Why a Murray-Prior history?

In December 1838, TLM-P travelled to Gravesend, at the mouth of the Thames River, and boarded the Roxburgh Castle to sail from England to Australia. He had turned 19 only a month previously and, not unusually, the trip involved a lethal outbreak of disease and a near shipwreck. It took five months to arrive in New South Wales, a penal colony where the land was being brutally wrested from its Aboriginal inhabitants. TLM-P had limited money; no family in the colony; and knew no-one other than an 'old friend', Dr Charles Scott, his cabin-mate on board ship.1) What motivated him to take such a dangerous journey? Why would any parents risk their son in a venture that meant they may never see him again? How did he survive, and thrive, largely on his own at such a young age?

tlmp.jpg Photo: Thomas Lodge Murray-Prior 1819-92 (referred to as TLM-P in this history) in a photo designed to project confidence and prosperity. 2)

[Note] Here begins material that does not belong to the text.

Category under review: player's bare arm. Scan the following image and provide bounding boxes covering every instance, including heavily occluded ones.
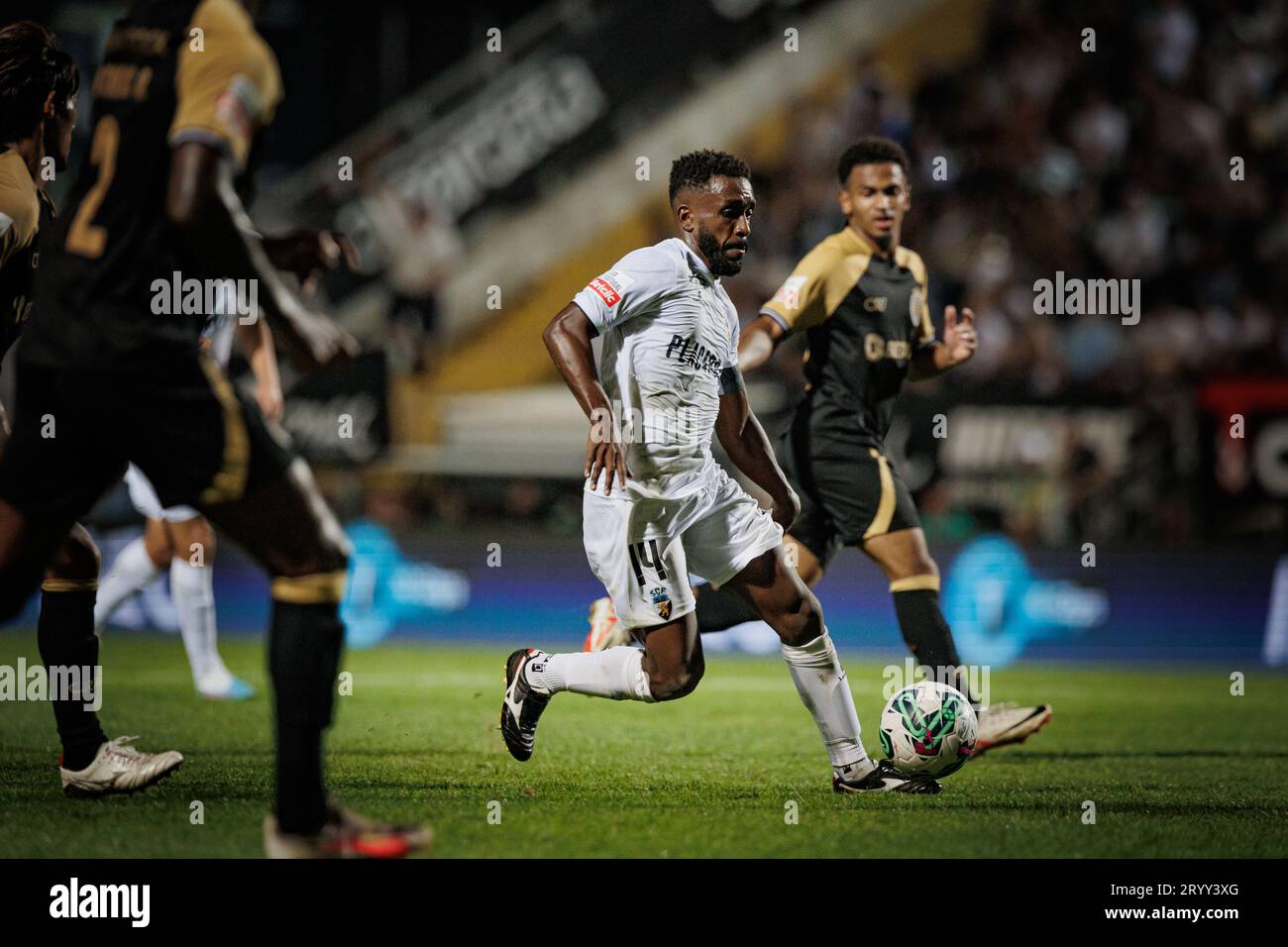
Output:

This family history helps answer the above questions. In doing so, it records fascinating characters and great stories, and provides an intriguing window on the past. We try to give as much context as is needed to understand the family history, but equally hope that the individual lives help us understand the past. TLM-P is its focus point as he was the founder of the largest (but not the only) branch of the Murray-Prior family in Australia. There is considerable information about him and the family, but it is scattered and some of it is misleading. So, on the initiative of Tom A. and M. Therese M-P,3) we are integrating this information, matching it up and verifying it when we can. It is written by Judith Godden4) with web know-how supplied by John Cameron. It first looks at the family in England and Ireland, then in Australia. It aims to be comprehensive, but does not need to be read linearly - you can pick your own starting point and click on as many links as you want for further information - or none at all.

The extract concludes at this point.